MFA Design Department Co-chair Lita Talarico kicks off the exhibition with a talk at GGG on November 4 (watch video below, lecture begins at the 8:04 mark). For more information about all of the projects featured in the show, visit the Ideopolis Web site.
Paula Scher MAPS: Paintings, Installations, Drawings, and Prints (Princeton Architectural Press 2011) by Paula Scher (Masters Series laureate and former BFA Advertising and Graphic Design Department faculty member): In the early 1990s, celebrated graphic designer Paula Scher began painting maps of the world as she saw it. The larger her canvases grew, the more expressionistic her geographical visions became. Collected here for the first time, Paula Scher MAPS presents 39 of her creations. The forward of the book is titled “All Maps Lie,” an assertion directly from Scher that seems to celebrate the accuracy of maps despite their inherent distortion. To read a recent interview with Scher by MFA Design Department co-chair Steven Heller, visit The Atlantic.
Keith Haring Exhibition and Pop Shop at Pace Prints, 521 West 26 Street, through December 3: This exhibition of prints and small-scale multiples by Keith Haring (1979 Fine Arts) features works created by the artist between 1983 and 1990. For the occasion, Pace Prints has also set up a Pop Shop, which, in addition to prints, offers Haring-inspired footwear by British shoe designer Nicholas Kirkwood, as well as Haring-inspired apparel and accessories by New York stylist Patricia Field.
Forged (Revere Pictures, LLC 2010) directed by William Wedig (BFA 2006 Film and Video): After a jam packed summer full of screenings and a major city tour with stops in New York, Los Angeles, Chicago, and Miami, William Wedig’s film Forged is now available on DVD. Set in the cold and rusty town of Scranton, Pennsylvania, Forged follows ex-con Chuco (Manny Perez) on his quest to redeem himself after committing a horrific sin against his son, Machito (David Castro). Watch the trailer for Forged below.
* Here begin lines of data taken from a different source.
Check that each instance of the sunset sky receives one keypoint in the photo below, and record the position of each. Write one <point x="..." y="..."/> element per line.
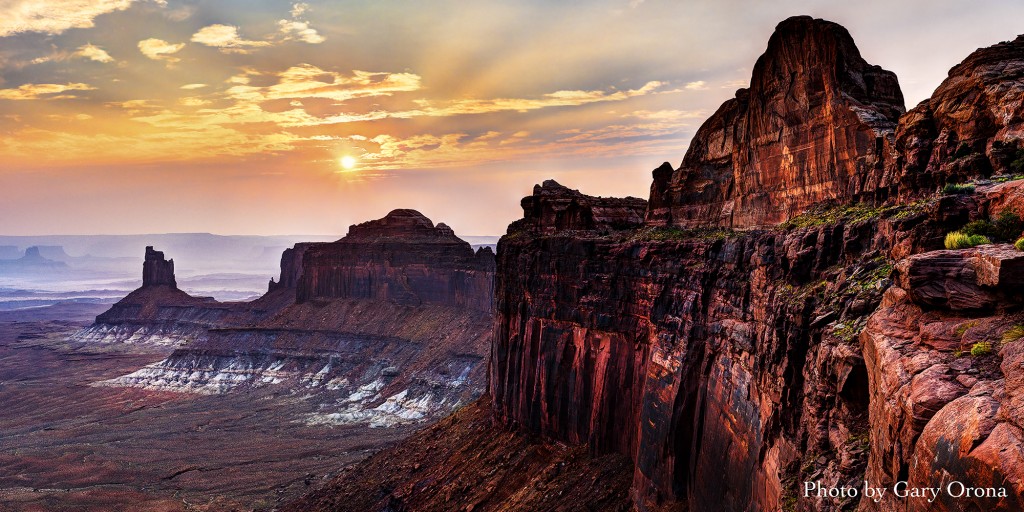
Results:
<point x="264" y="117"/>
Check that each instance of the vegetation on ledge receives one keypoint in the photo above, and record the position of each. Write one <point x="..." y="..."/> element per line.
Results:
<point x="960" y="240"/>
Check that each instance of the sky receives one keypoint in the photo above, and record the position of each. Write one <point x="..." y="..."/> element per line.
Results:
<point x="250" y="117"/>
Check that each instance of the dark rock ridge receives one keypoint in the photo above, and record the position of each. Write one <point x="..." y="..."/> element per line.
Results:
<point x="829" y="340"/>
<point x="815" y="125"/>
<point x="553" y="207"/>
<point x="727" y="364"/>
<point x="973" y="125"/>
<point x="157" y="270"/>
<point x="389" y="325"/>
<point x="402" y="258"/>
<point x="9" y="252"/>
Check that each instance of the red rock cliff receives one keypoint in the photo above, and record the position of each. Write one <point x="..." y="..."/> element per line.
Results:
<point x="402" y="258"/>
<point x="815" y="125"/>
<point x="973" y="125"/>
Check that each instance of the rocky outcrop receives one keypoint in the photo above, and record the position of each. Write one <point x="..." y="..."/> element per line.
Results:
<point x="556" y="208"/>
<point x="722" y="363"/>
<point x="387" y="326"/>
<point x="291" y="266"/>
<point x="972" y="126"/>
<point x="157" y="270"/>
<point x="464" y="463"/>
<point x="830" y="341"/>
<point x="402" y="258"/>
<point x="816" y="124"/>
<point x="944" y="391"/>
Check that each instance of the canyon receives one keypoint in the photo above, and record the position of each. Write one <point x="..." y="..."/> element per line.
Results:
<point x="780" y="310"/>
<point x="356" y="343"/>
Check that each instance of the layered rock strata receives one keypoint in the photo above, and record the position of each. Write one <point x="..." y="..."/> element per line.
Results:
<point x="971" y="127"/>
<point x="387" y="326"/>
<point x="816" y="124"/>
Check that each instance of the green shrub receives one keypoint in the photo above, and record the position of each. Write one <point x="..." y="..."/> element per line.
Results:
<point x="1018" y="164"/>
<point x="963" y="151"/>
<point x="982" y="227"/>
<point x="981" y="348"/>
<point x="960" y="240"/>
<point x="1013" y="334"/>
<point x="1008" y="225"/>
<point x="957" y="188"/>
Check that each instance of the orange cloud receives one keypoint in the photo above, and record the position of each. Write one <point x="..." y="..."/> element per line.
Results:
<point x="226" y="38"/>
<point x="38" y="91"/>
<point x="53" y="16"/>
<point x="158" y="49"/>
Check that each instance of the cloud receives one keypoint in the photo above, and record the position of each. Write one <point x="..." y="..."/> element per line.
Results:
<point x="193" y="101"/>
<point x="299" y="8"/>
<point x="557" y="98"/>
<point x="158" y="49"/>
<point x="226" y="38"/>
<point x="307" y="81"/>
<point x="39" y="91"/>
<point x="53" y="16"/>
<point x="93" y="52"/>
<point x="300" y="31"/>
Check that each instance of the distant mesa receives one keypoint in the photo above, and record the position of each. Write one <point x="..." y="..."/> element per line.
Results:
<point x="816" y="124"/>
<point x="555" y="208"/>
<point x="55" y="253"/>
<point x="401" y="258"/>
<point x="157" y="270"/>
<point x="9" y="252"/>
<point x="32" y="260"/>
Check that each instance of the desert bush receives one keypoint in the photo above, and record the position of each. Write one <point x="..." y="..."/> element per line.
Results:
<point x="961" y="188"/>
<point x="1008" y="225"/>
<point x="981" y="348"/>
<point x="982" y="227"/>
<point x="1013" y="334"/>
<point x="960" y="240"/>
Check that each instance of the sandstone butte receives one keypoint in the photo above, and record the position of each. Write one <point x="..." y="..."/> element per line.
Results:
<point x="780" y="310"/>
<point x="398" y="305"/>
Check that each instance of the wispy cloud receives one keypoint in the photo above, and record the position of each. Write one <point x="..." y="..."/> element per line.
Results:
<point x="53" y="16"/>
<point x="226" y="38"/>
<point x="38" y="91"/>
<point x="300" y="31"/>
<point x="158" y="49"/>
<point x="93" y="52"/>
<point x="299" y="8"/>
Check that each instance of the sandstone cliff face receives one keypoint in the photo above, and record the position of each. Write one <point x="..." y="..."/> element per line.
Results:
<point x="973" y="125"/>
<point x="401" y="258"/>
<point x="388" y="326"/>
<point x="821" y="343"/>
<point x="721" y="363"/>
<point x="815" y="125"/>
<point x="941" y="409"/>
<point x="157" y="270"/>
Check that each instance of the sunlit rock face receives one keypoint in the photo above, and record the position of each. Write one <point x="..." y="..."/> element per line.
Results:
<point x="819" y="342"/>
<point x="816" y="124"/>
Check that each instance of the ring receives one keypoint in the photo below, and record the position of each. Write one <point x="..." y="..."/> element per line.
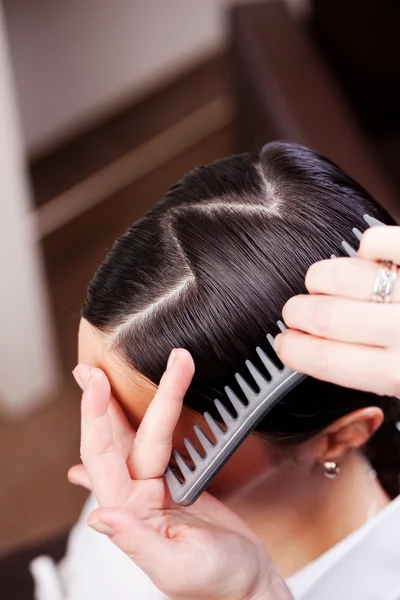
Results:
<point x="384" y="282"/>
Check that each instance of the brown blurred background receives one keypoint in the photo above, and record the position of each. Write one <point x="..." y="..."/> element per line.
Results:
<point x="116" y="101"/>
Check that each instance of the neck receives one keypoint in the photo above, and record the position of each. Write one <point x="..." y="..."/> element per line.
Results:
<point x="299" y="520"/>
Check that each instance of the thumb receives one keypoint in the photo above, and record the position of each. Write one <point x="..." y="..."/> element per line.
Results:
<point x="134" y="537"/>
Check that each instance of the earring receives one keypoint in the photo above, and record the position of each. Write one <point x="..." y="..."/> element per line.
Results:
<point x="331" y="469"/>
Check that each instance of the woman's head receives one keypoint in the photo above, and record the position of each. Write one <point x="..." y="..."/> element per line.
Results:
<point x="210" y="268"/>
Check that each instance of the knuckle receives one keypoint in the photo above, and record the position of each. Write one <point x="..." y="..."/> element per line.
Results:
<point x="394" y="378"/>
<point x="321" y="362"/>
<point x="312" y="280"/>
<point x="371" y="237"/>
<point x="289" y="312"/>
<point x="322" y="318"/>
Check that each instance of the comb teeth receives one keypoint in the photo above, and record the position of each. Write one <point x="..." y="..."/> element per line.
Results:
<point x="372" y="222"/>
<point x="238" y="428"/>
<point x="203" y="439"/>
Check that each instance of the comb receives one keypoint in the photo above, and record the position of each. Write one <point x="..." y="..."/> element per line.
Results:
<point x="190" y="481"/>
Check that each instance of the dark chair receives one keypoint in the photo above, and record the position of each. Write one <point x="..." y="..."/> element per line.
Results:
<point x="290" y="82"/>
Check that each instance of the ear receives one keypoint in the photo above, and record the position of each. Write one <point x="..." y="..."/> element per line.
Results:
<point x="345" y="434"/>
MFA Design Department Co-chair Lita Talarico was the MC of this year’s Adobe Design Achievement Awards (ADAA) ceremony, which was held in Taipei, Taiwan in collaboration with the International Council of Graphic Design Associations (ICOGRADA). Of the more than 4,600 entries received, only 42 finalists were chosen for the ADAA, which honor the most talented student graphic designers, photographers, illustrators, animators, digital filmmakers, developers, and computer artists from higher education institutions worldwide who have created projects using Adobe software.
Another member of the SVA community, MFA Interaction Design Department Chair Liz Danzico, served as a judge for the ADAA competition. “Over the years, the tools themselves have become so sophisticated that the students are able to realize their ideas in a much more sophisticated way than ever before,” said Danzico. “This competition showcases those great ideas that are expressed with a high level of technical ability.”
Image: Lita Talarico at the Adobe Design Achievement Awards.